I've had mystery snails in it in the past, raised a colony of MTS in it, and currently have 3 nerites in a 30 gal with it. I can't imagine how it would hurt them with the layer is slime on their foot.


----------



## Nubster (Aug 9, 2011)

I've has as many as 6 tanks all with Black Diamond and MTS running at once...plenty of full grown snails in the tanks so I'd say it hasn't affected them.


----------



## darthmilmo (Feb 19, 2013)

There are different grades of blackdiamond... did you buy one of the sharper varieties? I went with the smallest grade 80. It looks like sand. I have a few mts in there that are doing great.


----------



## nanous (Mar 19, 2013)

pink apple, pond, some unknowns

all i could find was 20/40... wishing i had ordered a finer grain.

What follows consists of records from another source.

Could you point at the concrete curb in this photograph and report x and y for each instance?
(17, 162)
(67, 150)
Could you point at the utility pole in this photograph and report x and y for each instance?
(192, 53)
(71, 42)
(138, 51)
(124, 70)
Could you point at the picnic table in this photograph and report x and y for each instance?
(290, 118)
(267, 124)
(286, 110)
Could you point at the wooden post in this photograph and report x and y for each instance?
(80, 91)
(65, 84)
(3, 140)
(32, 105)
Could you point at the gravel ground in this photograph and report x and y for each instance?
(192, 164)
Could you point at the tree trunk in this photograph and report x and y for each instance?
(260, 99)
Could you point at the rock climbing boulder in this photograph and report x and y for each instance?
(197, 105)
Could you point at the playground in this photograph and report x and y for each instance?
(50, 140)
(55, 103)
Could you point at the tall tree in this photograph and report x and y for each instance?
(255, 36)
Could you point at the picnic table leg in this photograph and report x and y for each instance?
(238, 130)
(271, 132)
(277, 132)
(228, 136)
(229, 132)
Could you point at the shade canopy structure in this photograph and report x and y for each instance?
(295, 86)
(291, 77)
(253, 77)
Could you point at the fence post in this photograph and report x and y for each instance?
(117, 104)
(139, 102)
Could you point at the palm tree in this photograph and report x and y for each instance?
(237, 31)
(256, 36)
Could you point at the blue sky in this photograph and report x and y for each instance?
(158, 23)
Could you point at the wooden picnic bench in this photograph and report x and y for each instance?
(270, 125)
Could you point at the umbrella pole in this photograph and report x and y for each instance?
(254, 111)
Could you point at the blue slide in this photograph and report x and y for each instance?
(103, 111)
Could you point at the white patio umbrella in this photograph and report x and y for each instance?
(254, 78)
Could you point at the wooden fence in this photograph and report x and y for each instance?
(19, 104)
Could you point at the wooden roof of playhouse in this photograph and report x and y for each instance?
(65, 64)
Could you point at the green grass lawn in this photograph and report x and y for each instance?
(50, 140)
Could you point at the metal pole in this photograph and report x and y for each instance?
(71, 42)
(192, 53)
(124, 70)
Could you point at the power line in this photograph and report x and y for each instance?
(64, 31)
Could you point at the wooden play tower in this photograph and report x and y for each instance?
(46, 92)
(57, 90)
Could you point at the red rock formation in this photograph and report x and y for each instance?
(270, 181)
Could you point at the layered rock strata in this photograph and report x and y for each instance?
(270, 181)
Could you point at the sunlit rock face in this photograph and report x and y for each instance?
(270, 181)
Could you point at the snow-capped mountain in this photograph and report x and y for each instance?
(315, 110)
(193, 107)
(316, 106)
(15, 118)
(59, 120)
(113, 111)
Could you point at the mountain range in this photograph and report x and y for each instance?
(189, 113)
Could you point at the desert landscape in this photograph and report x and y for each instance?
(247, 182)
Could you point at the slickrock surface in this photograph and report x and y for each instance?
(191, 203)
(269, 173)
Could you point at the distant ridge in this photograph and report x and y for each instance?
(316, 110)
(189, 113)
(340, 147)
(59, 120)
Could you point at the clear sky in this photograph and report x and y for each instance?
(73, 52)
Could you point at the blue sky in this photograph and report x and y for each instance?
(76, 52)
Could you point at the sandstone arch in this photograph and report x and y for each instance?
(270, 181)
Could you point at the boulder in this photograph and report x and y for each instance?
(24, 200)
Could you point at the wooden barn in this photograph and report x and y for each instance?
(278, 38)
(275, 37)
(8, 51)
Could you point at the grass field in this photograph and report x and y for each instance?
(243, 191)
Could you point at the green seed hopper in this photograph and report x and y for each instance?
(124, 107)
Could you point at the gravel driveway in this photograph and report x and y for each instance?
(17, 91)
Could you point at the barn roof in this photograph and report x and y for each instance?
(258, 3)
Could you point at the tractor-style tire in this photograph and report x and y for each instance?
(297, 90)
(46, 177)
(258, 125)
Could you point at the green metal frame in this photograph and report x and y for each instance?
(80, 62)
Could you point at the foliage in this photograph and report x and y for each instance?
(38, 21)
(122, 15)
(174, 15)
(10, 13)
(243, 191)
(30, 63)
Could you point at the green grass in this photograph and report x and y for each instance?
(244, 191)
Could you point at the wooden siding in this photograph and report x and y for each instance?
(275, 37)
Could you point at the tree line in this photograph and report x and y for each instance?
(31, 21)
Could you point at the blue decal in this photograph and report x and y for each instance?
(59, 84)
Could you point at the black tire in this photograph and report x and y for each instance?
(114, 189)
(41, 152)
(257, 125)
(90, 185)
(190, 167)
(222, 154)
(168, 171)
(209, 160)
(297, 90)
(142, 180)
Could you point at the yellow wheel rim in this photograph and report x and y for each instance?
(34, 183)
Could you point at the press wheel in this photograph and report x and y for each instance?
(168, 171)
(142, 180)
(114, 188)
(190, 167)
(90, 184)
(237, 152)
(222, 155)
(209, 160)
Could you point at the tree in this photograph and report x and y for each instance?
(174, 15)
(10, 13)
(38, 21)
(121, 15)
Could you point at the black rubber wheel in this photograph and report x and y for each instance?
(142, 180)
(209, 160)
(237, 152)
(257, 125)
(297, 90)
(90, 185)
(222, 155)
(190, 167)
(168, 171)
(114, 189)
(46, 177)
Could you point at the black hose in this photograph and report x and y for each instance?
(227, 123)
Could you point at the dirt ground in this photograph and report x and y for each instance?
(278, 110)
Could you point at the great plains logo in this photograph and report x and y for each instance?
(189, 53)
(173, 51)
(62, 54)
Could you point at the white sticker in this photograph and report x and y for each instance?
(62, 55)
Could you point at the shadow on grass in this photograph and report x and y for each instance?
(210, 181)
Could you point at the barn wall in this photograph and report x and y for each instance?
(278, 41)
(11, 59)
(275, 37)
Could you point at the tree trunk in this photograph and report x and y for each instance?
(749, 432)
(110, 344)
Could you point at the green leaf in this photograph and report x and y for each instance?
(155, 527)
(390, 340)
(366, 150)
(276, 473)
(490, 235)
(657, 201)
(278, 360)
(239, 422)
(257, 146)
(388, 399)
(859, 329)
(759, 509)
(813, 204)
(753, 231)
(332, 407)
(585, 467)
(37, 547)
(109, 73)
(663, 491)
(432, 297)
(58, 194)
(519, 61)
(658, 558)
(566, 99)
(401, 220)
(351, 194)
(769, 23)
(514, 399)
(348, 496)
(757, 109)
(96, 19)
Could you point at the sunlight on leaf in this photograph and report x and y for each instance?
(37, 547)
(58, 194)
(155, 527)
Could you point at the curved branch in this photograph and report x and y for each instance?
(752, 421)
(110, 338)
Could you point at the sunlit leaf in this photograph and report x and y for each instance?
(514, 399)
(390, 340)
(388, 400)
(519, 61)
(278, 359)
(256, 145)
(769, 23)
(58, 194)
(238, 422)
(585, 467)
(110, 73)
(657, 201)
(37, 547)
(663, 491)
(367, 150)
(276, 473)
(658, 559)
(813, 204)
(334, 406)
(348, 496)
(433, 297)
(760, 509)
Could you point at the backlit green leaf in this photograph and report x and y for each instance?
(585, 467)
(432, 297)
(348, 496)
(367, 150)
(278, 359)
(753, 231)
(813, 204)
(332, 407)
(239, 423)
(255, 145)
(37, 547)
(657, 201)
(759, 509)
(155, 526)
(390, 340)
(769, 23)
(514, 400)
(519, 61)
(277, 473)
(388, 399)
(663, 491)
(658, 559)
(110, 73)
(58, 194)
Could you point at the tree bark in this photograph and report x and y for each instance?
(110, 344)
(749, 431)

lots of people report using 20/40 with good results though


----------



## Warlock (Feb 28, 2012)

My pest snails seem to be thriving jus fine in my bdg


----------



## darthmilmo (Feb 19, 2013)

I have the 80 grade and it's fine as sand.


----------



## nanous (Mar 19, 2013)

warlock, what grit?


----------



## Warlock (Feb 28, 2012)

nanous said:


> warlock, what grit?


from Tractor Supply.. pretty sure it was 20/40 and the one from NORTHERN TOOLS was finer.. 30/60.. 

i returned the NORTHERN TOOLS black diamond


----------



## AirstoND (Jun 17, 2011)

Snails suffering from sharp substrates:hihi:

Say that seven simes

It's probably low alkalinity or hardness.


----------



## m00se (Jan 8, 2011)

Yep. My snails thrive in 20-40 grit. Calcium!


----------



## nanous (Mar 19, 2013)

How are you all maintaining appropriate calcium levels?


----------



## AirstoND (Jun 17, 2011)

nanous said:


> How are you all maintaining appropriate calcium levels?


 
river rocks or cuddlebone


----------



## Borikuan (Jun 4, 2012)

Some say to drop a tums in there every once in a while.


----------



## nanous (Mar 19, 2013)

snails are proliferating again, not sure what caused them to die in the first place.

added an HOB with pond stones, as well as brought up the hardness with ph regulator.


----------